C’est un véritable coup de massue que le Pr Pape Touré vient d’asséner sur la tête du président de la république et du ministre de la Santé en annonçant sa démission de la présidence du conseil d’administration de l’hôpital Dalal Jamm. En effet, au moment où nos structures de santé souffrent gravement de manque de matériel et de personnel, l’Etat via son chef suprême, le président de la République, décide d’orienter sa subvention vers d’autres projets inopportuns. C’est le cas, par exemple du Centre hospitalier national Dalal Jamm d’où l’ire du PCA qui a décidé de démissionner.
Alors que le Président Macky Sall a réitéré sa préoccupation face à la pandémie de coronavirus qui poursuit sa propagation à travers le pays au point d’obliger les autorités à réajuster le plan de lutte, la démission du Pr Pape Touré dont la structure était érigée en centre de traitement référencée , va susciter la curiosité des populations à s’interroger si vraiment le gouvernement est sérieux dans le cadre de cette lutte.
Dans sa lettre, Le Président du Conseil d’Administration du Centre hospitalier national Dalal Jamm, le Professeur Papa Touré explique à Macky Sall que le Centre hospitalier national Dalal Jamm ouvert depuis maintenant cinq ans et destiné à être un des fleurons de notre système de santé hospitalier fonctionne encore comme un centre de santé. En effet, explique-t-il, les structures essentielles de son plateau technique à savoir les laboratoires, l’imagerie médicale, la réanimation, les blocs opératoires, les services d’urgence… ne sont toujours pas fonctionnelles.
« La mise en service de ce plateau technique fait partie de vos priorités et une subvention d’environ deux milliards et demi est toujours attendue de l’Etat… C’est devant une telle situation que nous apprenons que votre décision d’accorder à l’hôpital Dalal Jamm une subvention d’un milliard et demi de francs Cfa pour la construction de deux bâtiments destinés à abriter un centre de greffe de moelle et un centre de procréation médicalement assistée », explique-t-il.
Poursuivant, le Pr Touré explique qu’une telle décision que – je ne saurais défendre – ne répond ni aux besoins immédiats de cet hôpital, ni à l’urgence qu’impose la pandémie de Covid-19 ni à nos impératifs de santé publique.
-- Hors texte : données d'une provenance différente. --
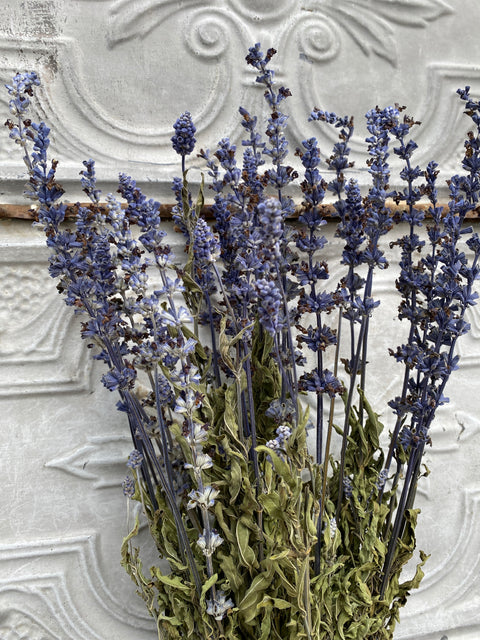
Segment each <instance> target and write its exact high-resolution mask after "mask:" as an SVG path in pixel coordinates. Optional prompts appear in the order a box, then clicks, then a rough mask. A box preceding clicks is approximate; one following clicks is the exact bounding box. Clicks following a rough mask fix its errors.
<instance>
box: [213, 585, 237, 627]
mask: <svg viewBox="0 0 480 640" xmlns="http://www.w3.org/2000/svg"><path fill="white" fill-rule="evenodd" d="M232 607H233V602H232V600H230V598H228V600H227V598H226V596H225V593H224V592H223V591H221V590H218V591H217V593H216V594H215V599H214V600H212V599H210V600H207V613H208V614H209V615H210V616H213V617H214V618H215V620H221V619H222V618H224V617H225V615H226V614H227V612H228V610H229V609H231V608H232Z"/></svg>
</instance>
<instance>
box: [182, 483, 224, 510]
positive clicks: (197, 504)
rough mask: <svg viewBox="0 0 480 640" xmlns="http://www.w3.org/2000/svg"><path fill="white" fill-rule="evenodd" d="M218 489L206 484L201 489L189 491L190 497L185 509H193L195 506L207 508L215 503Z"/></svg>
mask: <svg viewBox="0 0 480 640" xmlns="http://www.w3.org/2000/svg"><path fill="white" fill-rule="evenodd" d="M219 493H220V491H219V490H218V489H215V488H214V487H212V486H210V485H207V486H206V487H204V488H203V491H196V490H193V491H190V493H189V494H188V497H189V498H190V500H189V502H188V504H187V509H194V508H195V507H197V506H198V507H202V506H203V507H206V508H207V509H209V508H210V507H213V505H214V504H215V498H216V497H217V496H218V495H219Z"/></svg>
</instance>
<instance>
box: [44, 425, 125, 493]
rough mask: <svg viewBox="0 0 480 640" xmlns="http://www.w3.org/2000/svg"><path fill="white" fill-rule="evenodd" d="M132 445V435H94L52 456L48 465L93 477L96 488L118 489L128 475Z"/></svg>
mask: <svg viewBox="0 0 480 640" xmlns="http://www.w3.org/2000/svg"><path fill="white" fill-rule="evenodd" d="M131 449H132V444H131V438H130V436H128V435H117V434H111V435H102V436H90V437H88V438H87V440H86V442H85V443H84V444H81V445H79V446H78V447H76V448H75V449H73V450H72V451H67V452H65V453H62V454H61V455H59V456H58V457H56V458H54V459H52V460H49V461H48V462H46V463H45V466H46V467H52V468H55V469H60V470H62V471H64V472H65V473H68V474H70V475H72V476H75V477H77V478H80V479H82V480H89V481H90V482H91V483H92V487H93V488H94V489H104V488H112V487H114V488H116V489H118V487H120V486H121V484H122V481H123V479H124V477H125V461H126V460H127V459H128V454H129V453H130V451H131Z"/></svg>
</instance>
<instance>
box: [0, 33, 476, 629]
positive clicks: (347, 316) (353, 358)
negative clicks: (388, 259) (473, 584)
mask: <svg viewBox="0 0 480 640" xmlns="http://www.w3.org/2000/svg"><path fill="white" fill-rule="evenodd" d="M275 53H276V52H275V50H274V49H269V50H268V51H267V52H266V53H265V54H264V53H263V52H262V51H261V47H260V45H259V44H256V45H255V46H253V47H252V48H251V49H250V50H249V52H248V55H247V57H246V61H247V63H248V64H249V65H251V66H252V67H253V68H255V69H256V71H257V72H258V75H257V82H258V83H259V84H261V85H262V86H263V87H264V97H265V100H266V102H267V104H268V107H269V110H270V116H269V117H268V119H267V121H266V123H264V131H263V132H262V131H261V130H260V127H261V126H262V125H261V123H259V121H258V118H257V117H256V116H255V115H252V114H250V113H249V112H248V111H247V110H246V109H245V108H243V107H241V108H240V109H239V114H240V118H241V124H242V127H243V129H244V131H245V139H244V140H243V141H242V145H241V146H242V157H241V158H237V154H238V153H239V151H237V145H236V144H234V143H233V142H232V141H230V140H229V139H228V138H222V139H221V140H220V142H219V143H218V146H217V149H216V150H215V151H214V152H213V153H212V152H211V151H209V150H206V151H204V150H200V152H199V155H200V157H201V158H203V159H204V161H205V166H206V172H207V174H208V177H209V178H210V187H211V190H212V192H213V198H212V200H213V204H212V205H211V211H212V214H213V218H214V219H213V225H210V224H209V223H208V222H207V221H206V220H205V219H204V218H203V217H202V210H203V205H204V199H205V195H204V185H203V178H202V181H201V187H200V190H199V194H198V196H197V198H196V200H194V197H193V196H192V194H191V192H190V187H189V183H188V179H187V171H188V170H187V167H186V163H187V158H188V156H189V155H190V154H192V153H193V151H194V149H195V143H196V140H195V133H196V129H195V125H194V123H193V121H192V117H191V115H190V113H188V112H186V113H184V114H182V115H181V116H180V117H179V118H178V120H177V121H176V122H175V123H174V125H173V129H174V135H173V137H172V146H173V148H174V150H175V151H176V152H177V154H178V155H180V157H181V177H178V178H175V179H174V181H173V186H172V189H173V193H174V197H175V202H176V204H175V207H174V212H173V221H174V225H175V228H176V229H177V230H178V231H179V232H180V233H182V234H183V237H184V240H185V256H186V257H185V258H184V259H183V260H182V261H179V260H178V259H177V258H176V257H175V256H174V255H173V253H172V250H171V248H170V246H169V245H168V244H167V243H166V239H167V233H166V227H165V222H164V221H162V220H161V218H160V203H158V202H156V201H155V200H153V199H147V197H146V196H145V195H144V194H143V193H142V191H141V189H140V188H139V187H138V185H137V184H136V183H135V181H134V180H133V179H132V178H131V177H129V176H127V175H125V174H120V176H119V186H118V194H119V196H120V198H118V196H114V195H112V194H109V195H107V196H106V197H105V198H104V199H103V200H102V199H101V192H100V189H99V188H98V187H97V181H96V175H95V165H94V162H93V160H88V161H85V162H84V164H83V169H82V171H81V173H80V175H81V183H82V187H83V189H84V192H85V193H86V195H87V196H88V198H89V201H90V203H89V205H88V206H85V205H80V204H78V205H77V210H78V214H77V216H76V219H75V221H74V224H73V226H70V227H69V226H68V225H67V223H66V221H65V215H66V205H65V204H63V203H62V202H61V197H62V195H63V189H62V187H61V186H60V185H59V183H58V182H57V178H56V175H57V163H56V162H55V161H54V162H49V160H48V151H49V146H50V140H49V129H48V127H47V126H46V125H45V124H44V123H39V124H36V123H34V122H32V121H31V120H30V119H29V118H28V117H27V110H28V108H29V106H30V99H31V98H32V96H33V91H34V87H36V86H38V84H39V80H38V78H37V76H36V75H35V74H34V73H27V74H17V75H16V76H15V78H14V79H13V82H12V84H11V85H8V86H7V91H8V93H9V95H10V111H11V115H12V118H13V119H10V120H8V121H7V123H6V124H7V127H8V128H9V131H10V137H11V138H12V139H13V140H14V141H15V142H16V143H17V144H19V145H20V146H21V147H22V151H23V154H24V161H25V164H26V167H27V170H28V173H29V184H28V186H27V189H26V195H27V197H29V198H31V199H33V200H34V201H35V202H36V203H37V224H40V225H41V226H42V227H43V229H44V231H45V234H46V238H47V245H48V247H49V248H50V251H51V257H50V266H49V271H50V275H51V276H52V277H54V278H56V279H57V281H58V285H57V287H58V289H59V292H60V293H62V294H63V295H64V297H65V301H66V303H67V304H68V305H69V306H71V307H72V308H73V309H74V311H75V312H76V313H78V314H81V315H82V316H83V318H84V322H83V323H82V329H81V333H82V338H84V339H85V340H86V341H87V345H88V347H89V348H90V349H91V350H92V354H93V357H94V358H95V359H97V360H100V361H102V362H103V363H104V365H105V367H106V372H105V373H104V375H103V377H102V382H103V384H104V385H105V386H106V388H107V389H109V390H110V391H112V392H116V393H118V394H119V402H118V404H117V407H118V409H119V410H120V411H122V412H123V413H125V414H126V417H127V419H128V423H129V428H130V433H131V437H132V446H133V451H132V453H131V454H130V456H129V459H128V462H127V468H128V474H127V477H126V478H125V481H124V483H123V492H124V494H125V496H126V497H127V500H128V503H129V502H130V501H131V500H135V501H138V502H139V503H140V504H141V506H142V512H143V516H142V517H143V518H145V519H146V521H147V523H148V526H149V530H150V533H151V536H152V539H153V540H154V542H155V544H156V547H157V549H158V553H159V558H160V559H162V560H166V561H167V563H168V566H169V571H168V572H165V571H164V570H162V569H160V567H157V566H155V567H152V569H151V570H150V574H149V575H148V576H146V575H144V572H143V569H142V564H141V554H140V551H139V549H137V548H135V547H134V544H135V543H134V541H135V538H136V535H137V533H138V530H139V520H138V519H137V520H136V522H135V525H134V527H133V529H132V531H131V532H130V533H129V534H128V535H127V537H126V538H125V541H124V544H123V546H122V564H123V565H124V567H125V569H126V571H127V572H128V573H129V575H130V576H131V577H132V579H133V580H134V582H135V583H136V585H137V588H138V592H139V594H140V596H141V597H142V598H143V599H144V601H145V603H146V606H147V608H148V610H149V612H150V613H151V615H152V616H153V618H154V619H155V622H156V625H157V630H158V636H159V638H165V637H169V638H180V637H190V638H199V639H203V638H206V637H208V638H213V639H218V640H220V638H225V637H228V638H231V639H232V640H246V639H252V640H254V639H255V640H257V639H258V638H260V639H261V640H268V639H269V638H271V637H281V638H290V639H291V640H294V639H296V638H299V637H302V638H308V639H309V640H327V638H332V637H342V638H345V639H347V640H356V639H357V638H360V637H361V638H365V639H368V640H380V639H381V640H391V638H392V634H393V630H394V628H395V624H396V621H397V619H398V612H399V610H400V608H401V607H402V606H403V604H404V603H405V601H406V598H407V596H408V593H409V591H410V590H411V589H412V588H415V587H417V586H418V585H419V583H420V581H421V578H422V576H423V570H422V566H423V564H424V563H425V560H426V555H425V554H424V553H423V552H420V561H419V563H418V566H417V570H416V573H415V575H414V577H413V578H411V579H410V580H405V581H404V582H401V580H400V576H401V572H402V568H403V566H404V565H405V564H406V563H407V562H408V561H409V560H410V559H411V558H412V556H413V554H414V550H415V527H416V523H417V515H418V510H416V509H415V508H414V505H415V494H416V488H417V483H418V480H419V477H420V475H421V464H422V457H423V454H424V449H425V446H426V445H429V444H431V436H430V429H431V425H432V422H433V420H434V417H435V413H436V410H437V408H438V407H439V406H440V405H442V404H444V403H445V402H447V398H446V397H445V395H444V392H445V386H446V384H447V381H448V379H449V376H450V374H451V373H452V372H453V371H454V370H455V369H456V368H458V356H457V355H456V346H457V340H458V338H459V337H460V336H461V335H464V334H465V333H466V332H467V331H468V329H469V325H468V322H467V321H466V313H467V310H468V309H469V307H471V306H472V305H474V304H475V302H476V297H477V295H476V293H475V292H474V284H475V281H476V280H477V279H478V277H479V265H478V261H479V256H480V240H479V238H478V235H477V234H476V233H474V232H473V230H472V229H471V228H470V227H468V226H465V224H464V222H465V216H466V215H467V213H468V212H469V211H471V210H472V209H474V208H475V206H476V204H477V201H478V192H479V187H480V183H479V178H478V172H479V168H480V103H477V102H475V101H473V100H472V99H471V98H470V96H469V90H468V88H466V89H465V90H462V91H459V95H460V98H461V99H462V100H463V101H464V102H465V103H466V113H467V114H468V115H469V116H470V117H471V118H472V121H473V122H474V124H475V126H476V133H470V134H469V136H468V139H467V141H466V151H465V157H464V159H463V162H462V168H463V172H464V173H463V174H462V175H456V176H453V177H452V178H451V180H450V181H449V190H450V201H449V202H448V205H446V206H445V207H443V206H440V205H439V203H438V200H437V187H436V180H437V166H436V164H435V163H433V162H431V163H429V164H428V166H427V167H426V168H425V169H424V170H422V169H420V168H419V167H418V166H414V163H413V155H414V152H415V150H416V148H417V145H416V143H415V142H414V141H413V140H412V139H411V138H410V132H411V129H412V128H413V127H414V125H417V124H419V123H416V122H415V121H414V120H413V119H412V118H409V117H407V116H405V115H403V116H402V111H403V109H401V108H399V107H397V106H395V107H387V108H385V109H380V108H378V107H377V108H375V109H372V110H371V111H369V112H368V113H367V115H366V118H367V129H368V132H369V135H368V137H367V139H366V144H367V149H368V154H369V160H368V162H367V166H368V171H369V174H370V176H371V186H370V188H369V189H368V191H367V192H366V193H365V194H364V195H362V193H361V191H360V188H359V185H358V183H357V182H356V181H355V180H353V179H350V180H349V179H348V178H347V175H348V170H349V169H350V168H351V167H352V166H353V163H352V162H351V161H350V159H349V154H350V148H349V143H350V140H351V137H352V135H353V131H354V126H353V119H352V118H350V117H339V116H337V115H336V114H334V113H331V112H327V111H322V110H319V109H314V110H313V111H312V112H311V114H310V120H311V121H314V122H316V123H317V124H318V126H333V127H334V128H335V129H336V130H337V131H338V141H337V142H336V143H335V145H334V147H333V150H332V153H331V154H330V155H329V156H327V157H325V158H324V159H323V160H322V156H321V152H320V149H319V145H318V142H317V140H316V139H315V138H309V139H305V140H304V141H303V142H302V146H301V148H300V149H297V151H296V155H297V156H298V157H299V158H300V162H301V165H302V167H303V169H302V171H303V177H302V180H301V182H300V183H299V184H298V187H299V202H298V205H299V206H298V210H297V209H296V207H295V202H294V200H293V199H292V198H291V197H290V196H287V195H286V188H287V187H289V189H291V188H292V186H294V185H295V183H296V181H297V179H298V177H299V176H298V174H297V171H296V170H295V169H294V168H293V167H291V166H290V165H288V164H287V158H288V150H289V147H288V141H287V129H288V115H287V114H286V113H284V112H283V111H282V110H281V108H282V109H283V105H284V104H285V101H286V100H287V99H288V97H289V96H290V91H289V90H288V89H287V88H285V87H283V86H281V87H279V88H277V87H276V83H275V74H274V71H273V70H272V69H271V68H270V63H271V60H272V58H273V57H274V55H275ZM392 149H393V153H394V154H395V155H396V156H398V157H399V158H400V159H401V160H402V162H403V168H402V170H401V172H400V177H401V179H402V180H403V181H404V184H405V186H404V188H403V189H402V190H400V191H392V190H391V189H390V187H389V180H390V166H389V157H390V155H391V153H392ZM322 162H323V163H324V167H323V169H322V167H321V165H322ZM420 180H423V182H422V183H420V184H419V181H420ZM425 198H426V199H427V201H428V209H427V212H426V214H425V211H424V209H425V207H423V206H421V204H422V199H425ZM331 201H333V209H334V212H335V215H336V219H337V224H336V231H335V233H336V236H337V237H339V238H340V239H341V240H342V241H343V249H342V254H341V256H340V258H339V261H340V264H341V266H342V268H343V271H342V274H341V275H340V277H339V279H338V280H337V281H335V282H333V281H332V278H331V275H330V272H329V268H328V264H327V261H326V260H325V259H324V257H323V256H324V249H325V247H326V246H327V239H326V237H325V235H323V234H322V231H323V229H324V228H325V226H326V225H327V221H328V217H329V216H328V215H327V213H328V212H330V211H331V205H330V202H331ZM392 202H395V203H396V205H397V210H396V211H394V210H393V208H392ZM297 213H298V215H297ZM400 223H401V224H402V225H406V226H407V232H406V233H404V234H403V235H401V236H400V237H399V238H395V239H394V240H393V241H391V242H390V244H391V246H392V247H398V248H399V253H400V275H399V277H398V279H397V281H396V287H397V289H398V292H399V295H400V303H399V312H398V315H399V318H400V319H401V320H402V322H404V323H405V324H406V325H407V331H406V334H405V335H406V339H405V342H404V343H403V344H401V345H400V346H397V347H396V348H392V349H391V350H390V354H391V356H393V357H394V359H395V360H396V361H397V362H399V363H400V364H401V365H402V366H403V371H404V374H403V379H402V381H401V388H400V390H399V393H398V395H397V396H396V397H395V398H393V399H392V400H391V401H390V402H389V407H390V409H391V410H392V413H393V418H394V426H393V429H392V433H391V437H390V443H389V446H388V447H387V448H386V450H385V451H384V450H383V448H382V447H381V445H380V434H381V432H382V430H383V425H382V424H381V423H380V421H379V419H378V415H377V413H376V412H375V408H374V406H373V405H372V404H370V402H369V400H368V396H369V395H371V393H372V389H370V388H369V386H368V366H367V365H368V345H369V341H371V340H372V339H373V340H374V339H375V336H374V335H371V334H372V331H371V323H370V318H371V316H372V314H373V313H374V312H375V309H376V308H377V306H378V305H379V303H380V300H379V299H377V297H376V293H375V274H376V273H377V270H378V269H386V268H387V267H388V262H387V260H386V258H385V243H386V241H385V236H386V235H387V234H391V233H392V230H393V229H394V228H395V226H396V225H397V224H400ZM423 226H425V227H426V228H425V231H423V230H422V229H421V228H422V227H423ZM464 243H466V247H467V248H468V250H469V253H470V256H471V257H467V254H466V250H465V248H464V247H463V244H464ZM308 356H309V357H308ZM342 356H343V357H342ZM341 364H343V369H344V370H340V369H341V366H340V365H341ZM310 394H311V395H312V396H313V406H314V408H315V416H314V422H315V425H314V429H313V433H314V435H313V439H314V449H315V455H314V456H311V455H310V452H309V448H308V446H307V430H308V428H309V427H311V426H313V424H312V420H311V418H310V416H309V411H308V408H307V403H306V402H305V401H306V400H307V399H308V396H309V395H310ZM340 396H341V398H342V401H343V409H344V414H343V415H344V419H343V421H342V424H340V425H336V424H335V422H334V410H335V407H336V403H337V404H338V403H339V402H338V399H339V397H340ZM336 433H337V434H338V437H339V438H340V445H341V446H340V456H339V458H338V459H334V458H333V456H332V454H331V443H332V440H333V438H334V437H335V434H336Z"/></svg>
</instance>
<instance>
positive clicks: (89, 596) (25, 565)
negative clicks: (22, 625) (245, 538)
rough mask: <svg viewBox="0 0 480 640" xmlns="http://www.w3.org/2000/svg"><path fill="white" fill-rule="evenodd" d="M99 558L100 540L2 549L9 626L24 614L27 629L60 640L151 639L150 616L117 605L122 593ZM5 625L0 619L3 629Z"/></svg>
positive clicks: (0, 593) (4, 592)
mask: <svg viewBox="0 0 480 640" xmlns="http://www.w3.org/2000/svg"><path fill="white" fill-rule="evenodd" d="M98 554H99V546H98V543H97V540H96V535H95V534H89V535H83V536H77V537H72V538H66V539H63V538H61V539H54V538H52V539H49V540H44V541H42V542H39V543H36V544H32V543H30V544H28V545H21V544H18V545H12V546H8V545H5V546H1V547H0V561H1V562H2V579H1V580H0V611H2V612H7V613H6V614H4V617H5V622H4V624H7V622H8V620H9V618H10V619H14V620H15V619H18V612H22V613H23V615H24V624H27V628H28V624H30V625H31V627H32V628H33V629H35V628H36V627H38V628H41V629H44V630H45V631H44V632H45V633H50V634H51V636H52V637H53V638H58V639H59V640H66V639H67V638H68V639H72V640H77V639H78V640H112V638H115V639H116V638H118V639H119V640H127V639H128V640H129V639H130V638H131V637H132V634H135V637H136V638H139V640H147V639H149V638H150V637H151V634H150V629H151V622H150V618H149V617H148V614H146V613H143V615H140V616H139V615H138V614H137V613H136V612H135V611H133V610H132V609H131V608H130V607H129V606H128V604H126V603H124V602H121V601H119V600H118V597H117V595H118V590H111V589H110V588H109V587H108V586H107V584H106V582H105V580H104V578H103V576H102V575H101V574H100V573H99V572H98V567H99V566H101V565H102V562H101V559H100V557H99V555H98ZM120 592H121V591H120ZM2 622H3V621H2V618H1V617H0V629H1V624H2ZM47 638H48V639H49V638H50V636H49V635H47ZM2 640H3V637H2Z"/></svg>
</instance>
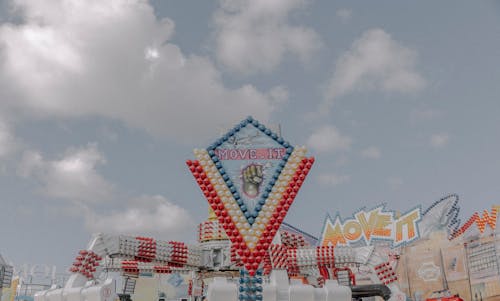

Pour le président du Comité national d’éthique pour la recherche en santé (Cners), notre pays est allé trop vite en besogne car beaucoup de préalables ne sont pas encore vidées sur cette question fondamentale. Le Professeur Pape Touré n’est pas du tout rassuré par l’autorisation de greffe d’organes au Sénégal.
« Dans ces conditions, je vous demande Monsieur le Président de la République de bien vouloir me décharger de mes fonctions de PCA de l’hôpital Dalal Jamm. En vous remerciant de votre confiance, je vous prie de croire, monsieur le Président de la République à l’expression de mes sentiments respectueux et dévoués. », termine-t-il.
Il y’a quelques mois à peine, à l’occasion du Sommet mondial des Comités nationaux d’éthique et de bioéthique, le Pr Pape Touré pendant le contrepied du ministre Abdoulaye Diouf Sarr, avait précisé, «Pour ce qui est du Sénégal, nous avons l’éthique des catastrophes, la Procréation médicalement assistée, la greffe d’organes, etc. Et je dois dire que très bientôt le Sénégal sera en mesure de faire des greffes d’organes parce que le législateur a légiféré. Mais, est-ce que aujourd’hui, le Sénégalais est prêt à la greffe d’organe ? Est-il prêt à les donner ? Est-il prêt à recevoir des organes ? Et ce débat, il faut nécessairement qu’il ait lieu ».
Mais pour le ministre de la santé, Abdoulaye Diouf Sarr, un dispositif de transition, d’anticipation et d’accompagnement, et les comités nationaux d’éthique et de bioéthique peuvent jouer ce rôle »,
Face à ce que le Scientifique considère comme une précipitation non justifiée au moment où les urgences de santé publique étaient ailleurs, l’homme connu pour son franc parler et sa liberté d’action a préféré tout bonnement démissionner pour se consacrer à ses recherches.